Fly line pours off the reel in one, long, sustained run. First, the thicker weight-forward section is gone, followed by the thinner running line. Then I feel a little speed bump of my backing knot dancing through the guides, chased by yards of thin, white Dacron.

I try to stay calm, and I do this by remaining seated. The grassy bank has become my fighting chair. My feet are braced on the rock, and the deeply bent nine-foot five-weight is pointed upward, with the butt resting firmly against my belly as if in a gimbal on a rod belt.

All I can do is wait for the fish to stop running. When it finally does, it immediately changes course and begins swimming toward me. I reel quickly but steadily to keep even pressure on the rod. I don’t want any sudden movements to agitate this fish any further. I don’t want it to jump, and I don’t want it to run again. I want to gently but firmly ease it closer and closer, until, before it realizes what has happened, this trout of a lifetime is in my hands.

Yes, I believed it was that big.

Reeling up 50 feet of backing plus an entire 90 feet of fly line takes a long time even without an enormous trout on the other end. Minutes pass, and the fish slowly draws closer. The backing knot comes bumping back up the rod—briefly catching on one of the snake guides and terrifying me—but then pulls free and safely nestles back onto the reel. Then comes the running line and the first half of the weight-forward head.

I strain to see the fish, which up to this point is just an unseen force. How big is it? I have heard stories of 25- and 26-inch browns sometimes taken. A few years earlier, there were rumors of a 10-pound, 30-incher caught in the West Branch maybe 15 miles from where I stand—I mean sit.

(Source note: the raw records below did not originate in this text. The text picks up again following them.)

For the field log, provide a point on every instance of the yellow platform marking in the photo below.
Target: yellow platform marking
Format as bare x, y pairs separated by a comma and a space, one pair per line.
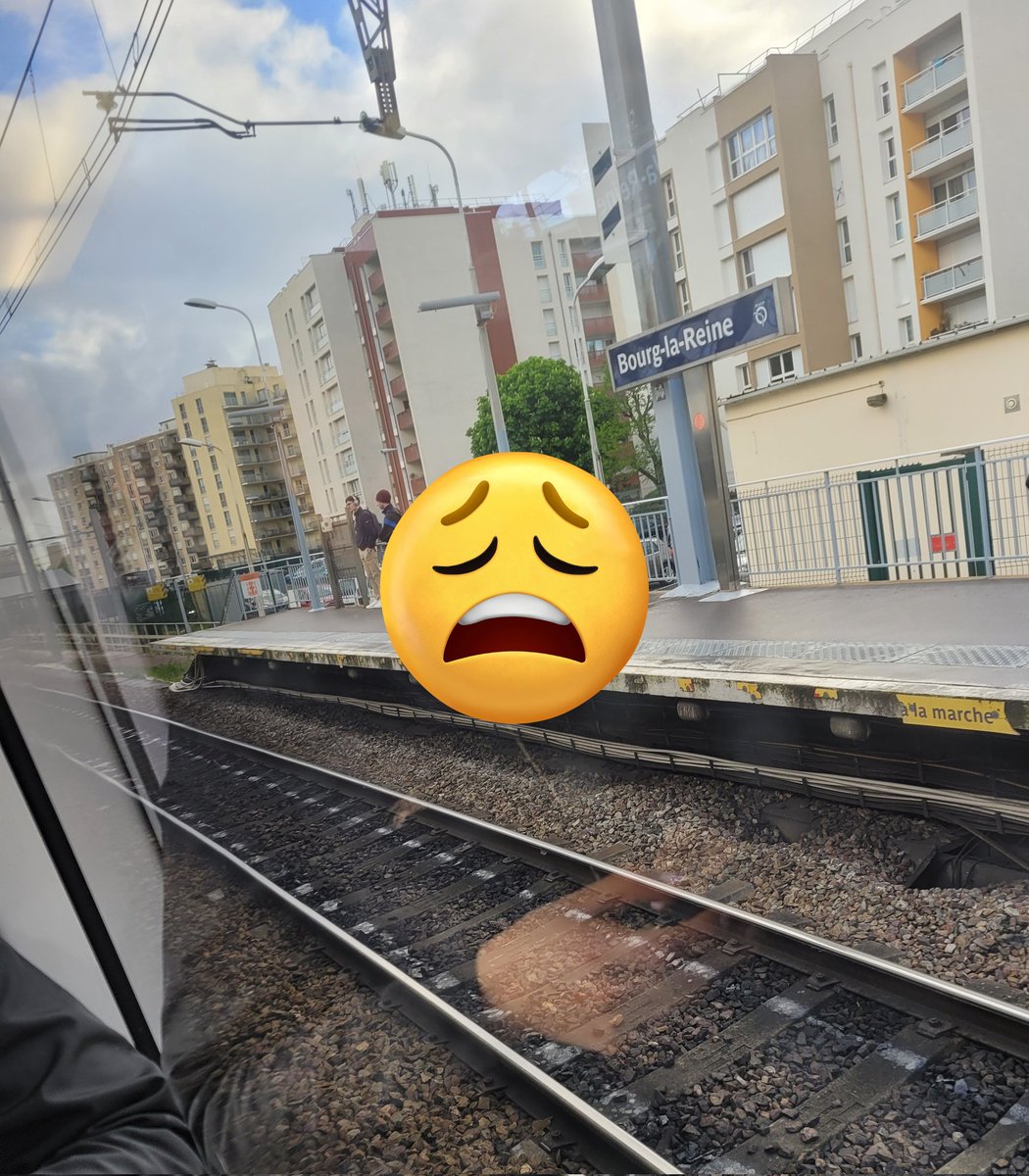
957, 714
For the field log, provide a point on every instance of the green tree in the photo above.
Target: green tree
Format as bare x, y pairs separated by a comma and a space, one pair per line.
545, 413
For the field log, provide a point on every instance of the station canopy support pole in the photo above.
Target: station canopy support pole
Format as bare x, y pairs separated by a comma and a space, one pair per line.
635, 156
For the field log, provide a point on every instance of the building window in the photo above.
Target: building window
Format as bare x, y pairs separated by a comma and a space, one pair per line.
752, 145
844, 230
747, 270
830, 121
781, 368
889, 157
897, 218
669, 197
885, 104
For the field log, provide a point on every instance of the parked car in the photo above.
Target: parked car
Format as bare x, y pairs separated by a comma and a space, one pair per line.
660, 563
273, 600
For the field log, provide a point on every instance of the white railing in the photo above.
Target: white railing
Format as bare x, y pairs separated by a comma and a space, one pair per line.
941, 74
942, 146
947, 212
954, 277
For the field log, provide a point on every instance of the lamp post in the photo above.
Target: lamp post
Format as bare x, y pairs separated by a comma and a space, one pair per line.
598, 270
317, 606
193, 444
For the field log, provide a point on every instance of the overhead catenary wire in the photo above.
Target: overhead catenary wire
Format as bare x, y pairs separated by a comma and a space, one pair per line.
94, 159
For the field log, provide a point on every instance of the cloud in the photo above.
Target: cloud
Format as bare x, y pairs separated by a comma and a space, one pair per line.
99, 347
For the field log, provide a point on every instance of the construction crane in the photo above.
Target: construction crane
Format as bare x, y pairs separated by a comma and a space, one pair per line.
371, 21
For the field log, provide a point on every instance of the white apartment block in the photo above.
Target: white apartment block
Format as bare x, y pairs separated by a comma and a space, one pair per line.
876, 166
382, 394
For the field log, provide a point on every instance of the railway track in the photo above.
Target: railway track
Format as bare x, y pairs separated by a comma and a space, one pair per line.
662, 1030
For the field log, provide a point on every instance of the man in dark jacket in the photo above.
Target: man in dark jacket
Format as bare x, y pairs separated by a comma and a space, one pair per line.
366, 534
74, 1097
391, 515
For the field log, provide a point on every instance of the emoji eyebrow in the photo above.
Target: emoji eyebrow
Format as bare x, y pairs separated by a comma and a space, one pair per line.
475, 500
557, 504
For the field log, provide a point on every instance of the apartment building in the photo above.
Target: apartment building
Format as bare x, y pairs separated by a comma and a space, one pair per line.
383, 394
232, 422
873, 165
128, 513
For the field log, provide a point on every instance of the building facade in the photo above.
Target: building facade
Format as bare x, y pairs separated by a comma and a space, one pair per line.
873, 168
236, 430
383, 394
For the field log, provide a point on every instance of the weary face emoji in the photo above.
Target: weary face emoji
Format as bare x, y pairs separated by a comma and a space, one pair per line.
514, 588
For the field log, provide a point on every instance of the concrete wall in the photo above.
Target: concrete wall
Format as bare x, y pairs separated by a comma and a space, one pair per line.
947, 393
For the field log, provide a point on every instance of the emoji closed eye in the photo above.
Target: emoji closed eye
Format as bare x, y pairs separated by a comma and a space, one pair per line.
473, 564
552, 562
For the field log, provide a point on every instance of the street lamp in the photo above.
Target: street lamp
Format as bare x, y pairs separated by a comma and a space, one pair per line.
317, 606
597, 270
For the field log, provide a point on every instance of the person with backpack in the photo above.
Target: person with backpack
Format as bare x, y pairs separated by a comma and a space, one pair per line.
391, 515
366, 535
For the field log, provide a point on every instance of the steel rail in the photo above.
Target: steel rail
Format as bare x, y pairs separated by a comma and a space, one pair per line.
977, 1014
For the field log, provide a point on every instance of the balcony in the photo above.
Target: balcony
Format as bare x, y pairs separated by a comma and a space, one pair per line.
581, 260
950, 216
941, 151
599, 328
595, 293
956, 280
936, 81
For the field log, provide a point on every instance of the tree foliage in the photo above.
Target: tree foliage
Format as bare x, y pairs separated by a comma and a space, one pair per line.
545, 413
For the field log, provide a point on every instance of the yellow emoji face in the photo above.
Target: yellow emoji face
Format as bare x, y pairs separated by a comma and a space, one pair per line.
514, 588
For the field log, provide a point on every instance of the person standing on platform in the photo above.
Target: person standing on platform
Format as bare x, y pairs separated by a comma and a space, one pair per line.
366, 535
391, 516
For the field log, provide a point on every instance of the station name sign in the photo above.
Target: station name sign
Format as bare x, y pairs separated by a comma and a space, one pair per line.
742, 321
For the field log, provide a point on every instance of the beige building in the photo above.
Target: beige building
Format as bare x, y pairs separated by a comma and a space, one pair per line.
382, 394
128, 513
953, 392
232, 416
873, 165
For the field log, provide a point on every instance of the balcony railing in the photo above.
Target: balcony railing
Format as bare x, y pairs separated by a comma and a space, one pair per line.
935, 77
944, 282
941, 147
947, 212
599, 328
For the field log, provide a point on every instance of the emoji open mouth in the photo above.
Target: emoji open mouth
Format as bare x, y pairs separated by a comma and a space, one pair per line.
514, 622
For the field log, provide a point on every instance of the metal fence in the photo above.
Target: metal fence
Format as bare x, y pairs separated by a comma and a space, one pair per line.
950, 514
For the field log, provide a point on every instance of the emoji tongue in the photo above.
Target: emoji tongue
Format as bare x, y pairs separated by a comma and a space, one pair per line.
510, 634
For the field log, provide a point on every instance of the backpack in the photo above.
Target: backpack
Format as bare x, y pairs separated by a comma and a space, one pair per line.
391, 517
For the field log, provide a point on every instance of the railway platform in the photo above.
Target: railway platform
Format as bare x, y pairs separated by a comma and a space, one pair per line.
950, 656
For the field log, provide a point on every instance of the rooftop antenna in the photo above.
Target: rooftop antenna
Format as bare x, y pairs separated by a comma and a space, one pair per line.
388, 173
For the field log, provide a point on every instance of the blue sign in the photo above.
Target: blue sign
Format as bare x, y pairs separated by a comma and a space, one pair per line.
739, 322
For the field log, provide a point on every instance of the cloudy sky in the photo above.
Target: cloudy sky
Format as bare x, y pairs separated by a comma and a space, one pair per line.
99, 345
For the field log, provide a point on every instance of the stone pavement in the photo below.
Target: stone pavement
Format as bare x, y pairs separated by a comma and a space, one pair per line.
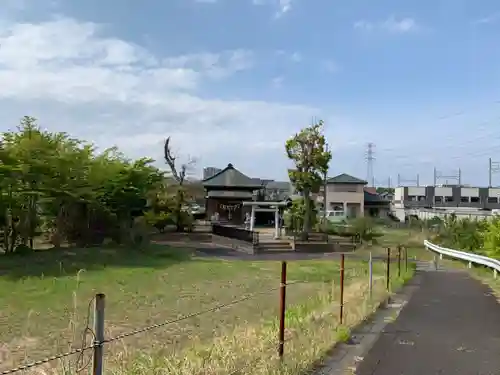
450, 326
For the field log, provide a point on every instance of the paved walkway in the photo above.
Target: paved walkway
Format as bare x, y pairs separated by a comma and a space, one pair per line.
450, 326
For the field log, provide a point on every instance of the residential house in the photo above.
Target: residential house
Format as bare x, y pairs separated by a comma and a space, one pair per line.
345, 193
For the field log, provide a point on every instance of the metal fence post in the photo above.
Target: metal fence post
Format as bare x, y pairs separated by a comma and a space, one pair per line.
281, 346
342, 268
399, 261
370, 276
388, 269
99, 334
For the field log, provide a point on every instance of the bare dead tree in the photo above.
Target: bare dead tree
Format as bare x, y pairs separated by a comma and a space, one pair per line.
178, 174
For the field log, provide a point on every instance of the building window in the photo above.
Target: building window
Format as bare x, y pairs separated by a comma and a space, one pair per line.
346, 188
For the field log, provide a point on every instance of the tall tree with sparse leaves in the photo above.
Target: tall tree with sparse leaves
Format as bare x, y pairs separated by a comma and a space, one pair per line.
307, 150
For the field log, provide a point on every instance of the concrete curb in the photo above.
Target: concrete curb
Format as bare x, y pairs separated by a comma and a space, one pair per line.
345, 356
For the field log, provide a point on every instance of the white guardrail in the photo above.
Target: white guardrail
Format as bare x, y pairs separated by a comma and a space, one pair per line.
494, 264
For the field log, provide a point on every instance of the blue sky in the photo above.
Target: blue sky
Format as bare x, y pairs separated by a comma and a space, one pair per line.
231, 80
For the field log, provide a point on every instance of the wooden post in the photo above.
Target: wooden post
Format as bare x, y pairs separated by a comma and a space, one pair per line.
342, 270
388, 270
99, 334
281, 346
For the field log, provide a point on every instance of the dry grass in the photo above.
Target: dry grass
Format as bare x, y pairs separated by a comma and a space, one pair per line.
47, 297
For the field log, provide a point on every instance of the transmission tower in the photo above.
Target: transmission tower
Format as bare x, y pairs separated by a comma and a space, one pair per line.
494, 168
385, 182
370, 158
439, 176
415, 181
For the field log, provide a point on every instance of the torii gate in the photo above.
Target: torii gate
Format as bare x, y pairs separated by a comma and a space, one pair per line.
273, 206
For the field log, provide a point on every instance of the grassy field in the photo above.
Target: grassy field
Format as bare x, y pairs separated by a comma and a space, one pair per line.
411, 239
46, 298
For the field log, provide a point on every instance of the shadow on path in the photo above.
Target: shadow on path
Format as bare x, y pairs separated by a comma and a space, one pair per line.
450, 326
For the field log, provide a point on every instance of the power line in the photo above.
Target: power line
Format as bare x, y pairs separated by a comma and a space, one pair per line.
440, 176
405, 181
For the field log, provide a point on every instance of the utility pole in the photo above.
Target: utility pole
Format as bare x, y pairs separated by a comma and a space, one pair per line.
325, 186
439, 176
411, 181
494, 167
370, 158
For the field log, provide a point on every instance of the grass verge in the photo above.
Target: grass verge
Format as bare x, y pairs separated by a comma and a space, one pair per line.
47, 297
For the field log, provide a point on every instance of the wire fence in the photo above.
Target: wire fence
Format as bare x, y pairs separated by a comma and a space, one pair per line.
96, 306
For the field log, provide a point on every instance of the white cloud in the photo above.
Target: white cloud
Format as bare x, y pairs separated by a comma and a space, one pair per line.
392, 24
277, 82
296, 57
110, 91
283, 6
492, 18
330, 66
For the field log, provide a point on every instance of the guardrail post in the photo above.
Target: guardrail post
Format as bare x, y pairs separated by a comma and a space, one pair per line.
406, 259
99, 334
388, 269
281, 346
399, 260
342, 267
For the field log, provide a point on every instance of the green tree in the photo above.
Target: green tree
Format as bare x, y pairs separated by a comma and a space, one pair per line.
307, 150
58, 185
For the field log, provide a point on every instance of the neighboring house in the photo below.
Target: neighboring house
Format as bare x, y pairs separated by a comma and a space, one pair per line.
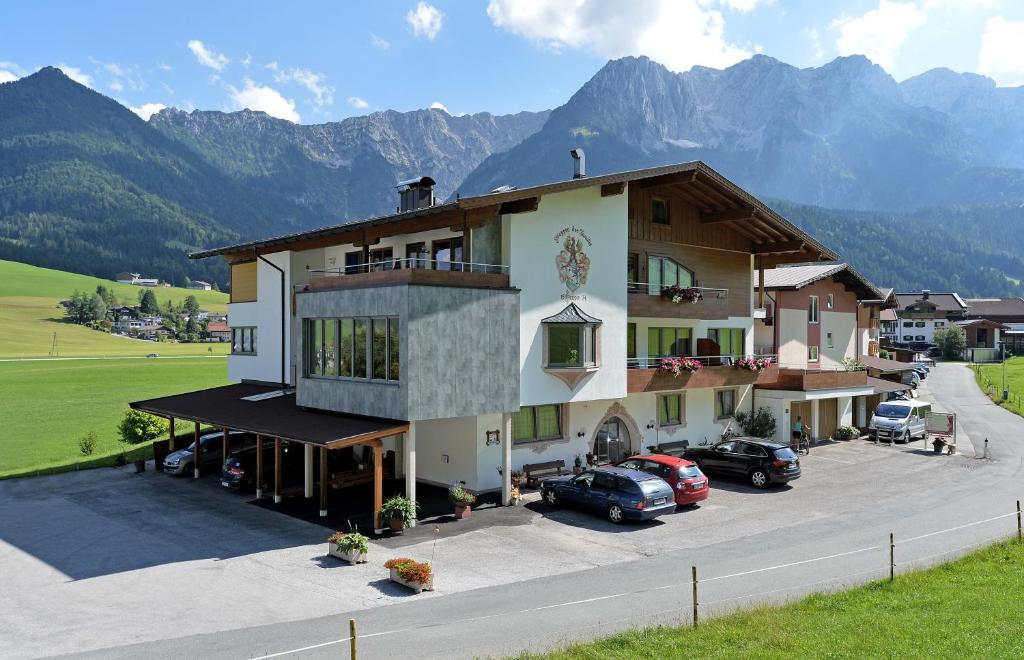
486, 334
219, 331
820, 319
921, 314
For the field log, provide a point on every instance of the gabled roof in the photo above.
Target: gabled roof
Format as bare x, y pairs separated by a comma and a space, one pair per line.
794, 277
759, 222
571, 314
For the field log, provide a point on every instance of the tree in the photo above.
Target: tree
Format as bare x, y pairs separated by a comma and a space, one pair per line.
97, 308
951, 341
147, 303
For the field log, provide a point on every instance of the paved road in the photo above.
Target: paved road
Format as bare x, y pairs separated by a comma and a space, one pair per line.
843, 542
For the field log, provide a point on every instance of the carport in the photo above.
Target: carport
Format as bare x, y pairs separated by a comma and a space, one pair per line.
270, 413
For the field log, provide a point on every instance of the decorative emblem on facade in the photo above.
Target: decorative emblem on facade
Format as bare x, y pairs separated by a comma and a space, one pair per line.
572, 262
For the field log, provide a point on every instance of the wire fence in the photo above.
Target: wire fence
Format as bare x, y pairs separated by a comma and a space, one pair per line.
898, 556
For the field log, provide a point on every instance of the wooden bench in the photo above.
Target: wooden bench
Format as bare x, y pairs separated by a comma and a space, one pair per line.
536, 470
673, 448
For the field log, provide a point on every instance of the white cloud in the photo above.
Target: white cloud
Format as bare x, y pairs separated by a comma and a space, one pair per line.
77, 75
678, 34
261, 97
425, 19
1001, 54
880, 33
146, 110
315, 83
208, 56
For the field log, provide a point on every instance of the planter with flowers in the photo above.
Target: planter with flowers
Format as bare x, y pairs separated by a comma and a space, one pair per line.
754, 363
680, 295
462, 499
679, 365
417, 576
351, 546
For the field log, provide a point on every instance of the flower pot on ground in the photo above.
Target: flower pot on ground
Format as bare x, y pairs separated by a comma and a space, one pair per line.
352, 546
399, 512
411, 573
462, 499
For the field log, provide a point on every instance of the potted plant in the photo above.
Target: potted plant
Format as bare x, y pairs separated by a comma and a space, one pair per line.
351, 546
417, 576
462, 499
399, 512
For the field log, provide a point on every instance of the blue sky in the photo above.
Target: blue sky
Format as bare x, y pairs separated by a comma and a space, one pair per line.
318, 61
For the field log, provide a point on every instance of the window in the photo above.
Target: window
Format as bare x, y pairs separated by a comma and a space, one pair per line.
729, 340
537, 423
725, 403
571, 345
668, 342
663, 272
352, 348
659, 211
670, 409
244, 341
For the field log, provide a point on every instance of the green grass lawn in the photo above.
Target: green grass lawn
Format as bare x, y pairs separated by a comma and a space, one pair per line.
965, 609
46, 406
30, 316
989, 378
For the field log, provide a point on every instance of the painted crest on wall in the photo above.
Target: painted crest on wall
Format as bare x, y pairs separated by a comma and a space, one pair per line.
572, 262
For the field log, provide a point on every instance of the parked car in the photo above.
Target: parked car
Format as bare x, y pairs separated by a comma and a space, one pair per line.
182, 462
616, 492
240, 468
899, 421
686, 480
763, 463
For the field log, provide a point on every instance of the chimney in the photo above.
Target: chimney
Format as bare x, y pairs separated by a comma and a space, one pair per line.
416, 193
579, 163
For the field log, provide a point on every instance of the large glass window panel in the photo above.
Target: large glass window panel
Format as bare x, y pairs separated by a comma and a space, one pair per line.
394, 362
360, 342
379, 348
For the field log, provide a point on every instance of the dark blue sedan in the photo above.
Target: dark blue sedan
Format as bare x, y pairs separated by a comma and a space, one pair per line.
617, 492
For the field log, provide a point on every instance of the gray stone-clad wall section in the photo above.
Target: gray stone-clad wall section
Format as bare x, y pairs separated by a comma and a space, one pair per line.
460, 352
466, 348
357, 397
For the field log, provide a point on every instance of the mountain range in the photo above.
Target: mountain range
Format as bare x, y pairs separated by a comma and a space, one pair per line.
919, 183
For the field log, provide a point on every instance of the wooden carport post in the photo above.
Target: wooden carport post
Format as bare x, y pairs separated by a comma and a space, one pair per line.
259, 467
276, 471
196, 452
323, 482
378, 485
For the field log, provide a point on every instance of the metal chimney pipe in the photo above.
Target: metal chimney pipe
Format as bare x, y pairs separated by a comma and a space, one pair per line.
579, 163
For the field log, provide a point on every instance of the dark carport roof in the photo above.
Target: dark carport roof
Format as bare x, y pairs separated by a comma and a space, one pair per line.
276, 416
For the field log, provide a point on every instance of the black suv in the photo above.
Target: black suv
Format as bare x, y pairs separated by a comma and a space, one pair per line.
762, 462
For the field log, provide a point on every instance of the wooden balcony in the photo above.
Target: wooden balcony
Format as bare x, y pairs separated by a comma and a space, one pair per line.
654, 380
810, 380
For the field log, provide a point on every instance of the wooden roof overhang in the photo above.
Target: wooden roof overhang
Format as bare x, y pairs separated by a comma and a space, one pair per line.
772, 238
276, 418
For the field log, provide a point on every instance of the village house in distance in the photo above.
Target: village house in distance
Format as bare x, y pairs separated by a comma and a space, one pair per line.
460, 341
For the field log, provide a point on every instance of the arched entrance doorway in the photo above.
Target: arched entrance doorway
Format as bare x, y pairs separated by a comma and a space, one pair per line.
611, 443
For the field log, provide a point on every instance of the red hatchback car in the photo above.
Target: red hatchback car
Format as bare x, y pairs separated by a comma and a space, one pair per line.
689, 484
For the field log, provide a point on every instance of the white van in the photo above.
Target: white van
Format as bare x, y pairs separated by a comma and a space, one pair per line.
900, 420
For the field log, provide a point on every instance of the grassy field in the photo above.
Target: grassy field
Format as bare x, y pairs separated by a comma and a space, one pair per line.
989, 378
965, 609
47, 405
30, 316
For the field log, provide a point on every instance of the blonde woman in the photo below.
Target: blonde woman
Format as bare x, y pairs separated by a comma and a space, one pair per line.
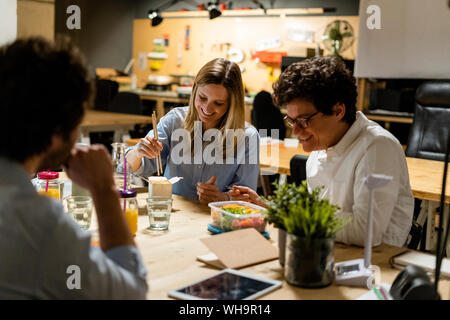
202, 142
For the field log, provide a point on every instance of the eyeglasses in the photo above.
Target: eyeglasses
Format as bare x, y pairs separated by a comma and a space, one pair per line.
301, 122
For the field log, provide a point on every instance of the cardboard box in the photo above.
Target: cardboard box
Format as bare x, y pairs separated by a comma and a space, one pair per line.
159, 187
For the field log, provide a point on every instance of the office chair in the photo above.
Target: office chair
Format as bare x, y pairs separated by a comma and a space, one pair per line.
427, 140
106, 90
298, 169
429, 131
126, 102
129, 102
265, 115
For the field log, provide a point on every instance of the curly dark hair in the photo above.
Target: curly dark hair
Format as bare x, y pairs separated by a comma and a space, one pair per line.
323, 81
44, 90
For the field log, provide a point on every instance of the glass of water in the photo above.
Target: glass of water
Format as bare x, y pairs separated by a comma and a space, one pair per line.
159, 209
80, 208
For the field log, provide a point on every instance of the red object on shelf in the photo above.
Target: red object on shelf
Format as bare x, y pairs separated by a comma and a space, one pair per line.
269, 56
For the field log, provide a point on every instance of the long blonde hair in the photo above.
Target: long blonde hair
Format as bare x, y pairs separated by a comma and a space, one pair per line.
226, 73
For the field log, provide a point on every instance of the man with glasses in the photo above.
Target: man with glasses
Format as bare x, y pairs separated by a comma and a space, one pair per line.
320, 97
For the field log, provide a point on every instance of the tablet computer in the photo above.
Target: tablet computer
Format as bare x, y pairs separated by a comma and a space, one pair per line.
227, 284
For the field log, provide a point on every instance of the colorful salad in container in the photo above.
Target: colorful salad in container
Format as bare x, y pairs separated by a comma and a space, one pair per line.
234, 216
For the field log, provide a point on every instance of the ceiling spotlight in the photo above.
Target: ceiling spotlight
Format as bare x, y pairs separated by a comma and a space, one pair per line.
214, 12
259, 5
155, 17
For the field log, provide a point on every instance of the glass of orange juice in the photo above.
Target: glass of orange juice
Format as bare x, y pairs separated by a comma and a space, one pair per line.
49, 185
130, 207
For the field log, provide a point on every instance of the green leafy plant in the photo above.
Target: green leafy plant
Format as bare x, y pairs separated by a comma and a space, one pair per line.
302, 213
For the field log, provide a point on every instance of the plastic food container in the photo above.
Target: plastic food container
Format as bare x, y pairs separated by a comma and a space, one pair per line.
228, 221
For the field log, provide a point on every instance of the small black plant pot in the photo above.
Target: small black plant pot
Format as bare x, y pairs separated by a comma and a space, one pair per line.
281, 245
309, 262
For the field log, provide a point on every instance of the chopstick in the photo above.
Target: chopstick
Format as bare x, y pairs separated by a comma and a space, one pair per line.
140, 177
155, 134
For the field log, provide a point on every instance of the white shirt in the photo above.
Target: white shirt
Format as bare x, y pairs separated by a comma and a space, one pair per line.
364, 149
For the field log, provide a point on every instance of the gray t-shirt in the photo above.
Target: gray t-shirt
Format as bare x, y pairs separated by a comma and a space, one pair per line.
41, 248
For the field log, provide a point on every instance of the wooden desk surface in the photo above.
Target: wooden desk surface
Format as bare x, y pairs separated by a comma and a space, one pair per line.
94, 118
425, 175
171, 262
389, 118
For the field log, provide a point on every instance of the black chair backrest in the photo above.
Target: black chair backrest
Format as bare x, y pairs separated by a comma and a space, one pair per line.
298, 168
429, 132
106, 90
265, 115
126, 102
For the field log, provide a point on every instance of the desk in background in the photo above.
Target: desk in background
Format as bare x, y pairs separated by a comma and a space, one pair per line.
161, 97
120, 123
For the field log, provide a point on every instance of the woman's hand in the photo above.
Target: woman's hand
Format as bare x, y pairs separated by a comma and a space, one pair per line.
241, 193
208, 192
149, 147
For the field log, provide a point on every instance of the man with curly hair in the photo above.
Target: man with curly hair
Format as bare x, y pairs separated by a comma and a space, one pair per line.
44, 89
320, 97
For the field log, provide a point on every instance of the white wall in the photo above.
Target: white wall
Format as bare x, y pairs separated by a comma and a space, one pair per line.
8, 21
413, 42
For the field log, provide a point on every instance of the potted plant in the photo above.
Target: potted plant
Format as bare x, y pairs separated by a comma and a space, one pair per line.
311, 224
278, 207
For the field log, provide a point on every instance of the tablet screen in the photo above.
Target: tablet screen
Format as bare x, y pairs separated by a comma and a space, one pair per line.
227, 286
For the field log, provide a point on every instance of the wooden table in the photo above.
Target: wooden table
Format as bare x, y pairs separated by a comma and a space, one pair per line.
120, 123
171, 262
375, 117
425, 175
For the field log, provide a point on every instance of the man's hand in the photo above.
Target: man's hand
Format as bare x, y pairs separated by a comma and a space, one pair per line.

Just then I see it—a yellow flash 15 feet away and maybe 4 feet deep. But that’s all it is: a flash. Too far and too vague for me to even begin to estimate its size. And by now, that’s all I want, just a good look to know if it’s four pounds or five pounds or maybe even larger.
I’m sweating now. All it will take is another few turns of line on the reel to get my first solid glimpse, and I will know.

And then, without warning, it’s gone.

The hook has pulled. Just like that.

The rod hangs limp as I reel up the last few feet of fly line. The sulfur imitation comes to the surface and V-wakes in the current, looking like a wet piece of fuzz after being submerged for the last 10 minutes.

The full gravity of what just happened sinks in—that I will never see this trout. Ever. And it will haunt me. I slump in my grassy fighting chair feeling like Hemingway losing a 1,000-pound marlin off Cuba.

The big river flows past, oblivious. Sulfurs continue to hatch.

Eventually it’s time to get up and look for more risers while dodging ticks, poison ivy, and rattlesnakes. Like I said, you don’t ever want to go to this wicked place.